Upon this note Alleyn left them and returned deviously, by way of a brick-walled vegetable garden, to Fox. He noticed two newly made asparagus beds and a multitude of enormous cabbages and wondered where on earth they all went and who consumed them. Fox, patient as ever, awaited him in the car.

“Nothing to report,” Fox said. “I took a walk round but no signs of anyone.”

“The gardener’s growing mushrooms in the stables and the stepson’s growing butterflies in the stomach,” said Alleyn and described the scene.

“Miss Preston,” he said, “finds Bruce’s Scots a bit hard to take.”

“Phoney?”

“She didn’t say that. More, ‘laid on with a trowel.’ She might have said with a long-handled shovel if she’d seen him this morning. But — I don’t know. I’m no expert on dialects, Scots or otherwise, but it seemed to me he uses it more in the manner of someone who has lived with the genuine article long enough to acquire and display it inconsistently and inaccurately. His last job was in Scotland. He may think it adds to his charm or pawkiness or whatever.”

“What about the stepson?”

“Oh, quite awful, poor devil. Capable of anything if he had the guts to carry it through.”

“We move on?”

“We do. Hark forrard, hard forrard away to Greengages and the point marked X if there is one. Shall I drive and you follow the map?”

“Fair enough, if you say so, Mr. Alleyn. What do I look for?”

“Turn right after Maidstone and follow the road to the village of Greendale. Hence ‘Greengages,’ no doubt”

“Colicky sort of name for a hospital.”

“It’s not a hospital.”

“Colicky sort of a name for whatever it is.”

“There’s no suggestion that the lady in question died of that, at least.”

“Seeing I’ve only just come in could we re-cap on the way? What’ve we got for info?”
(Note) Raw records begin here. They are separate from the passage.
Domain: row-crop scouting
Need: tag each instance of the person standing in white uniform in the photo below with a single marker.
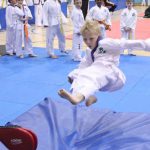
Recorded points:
(38, 11)
(78, 21)
(101, 14)
(22, 32)
(53, 19)
(12, 13)
(128, 21)
(99, 70)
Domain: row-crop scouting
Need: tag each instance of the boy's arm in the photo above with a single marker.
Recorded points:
(19, 11)
(108, 18)
(134, 20)
(87, 60)
(29, 15)
(137, 44)
(8, 17)
(122, 20)
(45, 14)
(115, 46)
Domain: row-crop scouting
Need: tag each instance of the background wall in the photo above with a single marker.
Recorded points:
(120, 3)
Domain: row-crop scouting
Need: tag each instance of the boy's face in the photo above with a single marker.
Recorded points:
(99, 2)
(78, 3)
(90, 39)
(129, 5)
(20, 2)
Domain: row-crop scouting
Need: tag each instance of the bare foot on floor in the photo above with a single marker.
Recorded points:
(73, 99)
(91, 100)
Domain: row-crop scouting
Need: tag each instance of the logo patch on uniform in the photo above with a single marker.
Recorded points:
(133, 14)
(101, 50)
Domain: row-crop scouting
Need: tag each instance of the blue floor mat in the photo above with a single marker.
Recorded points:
(61, 126)
(24, 82)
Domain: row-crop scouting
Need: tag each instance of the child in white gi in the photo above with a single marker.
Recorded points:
(53, 19)
(77, 20)
(22, 32)
(99, 70)
(12, 12)
(38, 11)
(101, 14)
(128, 22)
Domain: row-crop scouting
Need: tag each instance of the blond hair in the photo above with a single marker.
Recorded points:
(129, 1)
(91, 26)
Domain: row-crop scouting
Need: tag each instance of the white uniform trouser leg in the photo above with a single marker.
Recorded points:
(10, 40)
(103, 32)
(19, 41)
(61, 38)
(51, 33)
(77, 46)
(128, 35)
(28, 44)
(38, 14)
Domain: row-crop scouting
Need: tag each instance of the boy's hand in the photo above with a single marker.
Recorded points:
(108, 27)
(127, 28)
(79, 34)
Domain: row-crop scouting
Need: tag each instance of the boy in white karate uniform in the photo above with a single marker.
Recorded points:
(12, 13)
(128, 22)
(38, 11)
(53, 19)
(99, 70)
(78, 21)
(100, 13)
(22, 32)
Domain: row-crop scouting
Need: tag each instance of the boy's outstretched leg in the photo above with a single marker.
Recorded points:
(74, 99)
(91, 100)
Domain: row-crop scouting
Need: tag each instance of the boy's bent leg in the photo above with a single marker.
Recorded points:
(74, 99)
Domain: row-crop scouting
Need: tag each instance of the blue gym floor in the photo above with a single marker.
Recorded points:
(26, 82)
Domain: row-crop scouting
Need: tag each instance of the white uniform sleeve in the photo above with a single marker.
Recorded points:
(28, 13)
(134, 20)
(87, 60)
(115, 46)
(45, 13)
(122, 19)
(8, 17)
(90, 14)
(18, 11)
(108, 17)
(137, 44)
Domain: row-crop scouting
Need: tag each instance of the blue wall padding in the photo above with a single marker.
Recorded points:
(2, 18)
(120, 4)
(62, 126)
(3, 21)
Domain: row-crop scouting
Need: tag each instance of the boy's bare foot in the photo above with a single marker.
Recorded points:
(53, 56)
(70, 80)
(73, 99)
(91, 100)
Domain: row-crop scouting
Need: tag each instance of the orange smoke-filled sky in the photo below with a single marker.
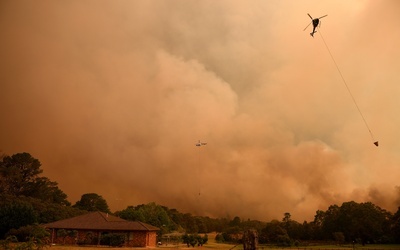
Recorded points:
(112, 96)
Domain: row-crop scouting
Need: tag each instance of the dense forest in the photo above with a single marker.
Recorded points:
(27, 199)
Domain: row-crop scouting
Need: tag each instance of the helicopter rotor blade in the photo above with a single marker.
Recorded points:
(307, 26)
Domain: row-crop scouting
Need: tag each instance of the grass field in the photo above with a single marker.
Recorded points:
(228, 246)
(214, 245)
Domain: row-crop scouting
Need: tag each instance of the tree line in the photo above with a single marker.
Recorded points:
(27, 199)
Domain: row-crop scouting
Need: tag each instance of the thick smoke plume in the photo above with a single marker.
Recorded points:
(112, 96)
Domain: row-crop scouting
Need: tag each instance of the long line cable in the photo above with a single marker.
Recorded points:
(348, 89)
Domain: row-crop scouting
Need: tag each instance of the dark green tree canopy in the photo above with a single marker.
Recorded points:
(92, 202)
(19, 176)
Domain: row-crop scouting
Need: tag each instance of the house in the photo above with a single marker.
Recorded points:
(89, 229)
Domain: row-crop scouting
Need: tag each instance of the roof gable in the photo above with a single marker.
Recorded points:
(100, 221)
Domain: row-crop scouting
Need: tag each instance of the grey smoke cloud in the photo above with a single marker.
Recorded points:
(111, 97)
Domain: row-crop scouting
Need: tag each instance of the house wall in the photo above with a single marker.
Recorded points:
(133, 238)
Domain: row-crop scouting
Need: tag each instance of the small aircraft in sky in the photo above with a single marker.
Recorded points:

“We’ve got the lady who is dead. She was in affluent circumstances, stinking rich, in fact, and probably in the early stages of Parkinson’s disease but unaware of it, and we’ve got the medical incumbent of an expensive establishment that is neither hospital nor nursing home but a hotel that caters for well-to-do invalids, whose patient the lady was, and who did not spot the disease. We’ve got a local doctor called Field-Innis and a police pathologist who did. We’ve got the lady’s daughter who on the afternoon of her mother’s death announced her engagement to a rich young man who did not meet with the lady’s approval. We’ve got the rich young man’s millionaire papa who coveted the lady’s house, failed to buy it but will now live in it when his son marries the daughter.”

“Hold on,” said Fox, after a pause. “O.K. I’m with you.”

“We’ve got an elderly Scottish gardener, possible pseudoish, to whom the lady has left twenty-five thousand deflated quid in a recent Will. The rest of her fortune is divided between her daughter if she marries a peer called Swingletree and the medical incumbent who didn’t diagnose Parkinson’s disease. If the daughter doesn’t marry Swingletree the incument gets the lot.”

“That would be Dr. Schramm?”

“Certainly. The rest of the cast is made up of the lady’s stepson by her first marriage who is the archetype of all remittance-men and has a police record. Finally we have a nice woman of considerable ability called Verity Preston.”

“That’s the lot?”

“Give and take a trained nurse and a splendid lady called Mrs. Jim who obliges in Upper Quintern, that’s the lot.”

“What’s the score where we come in? Exactly, I mean?”

“The circumstances are the score really, Br’er Fox. The Will and the mise-en-scène. The inquest was really adjourned because everybody says the lady was such an unlikely subject for suicide and had no motive. An extended autopsy seemed to be advisable. Sir James Curtis performed it. The undelicious results of Dr. Schramm’s stomach pump had been preserved and Sir James confirms that they disclosed a quantity of the barbiturate found in the remaining tablets on the bedside table and in the throat and at the back of the tongue. The assumption had been that she stuffed down enough of the things to become so far doped as to prevent her swallowing the last lot she put in her mouth.”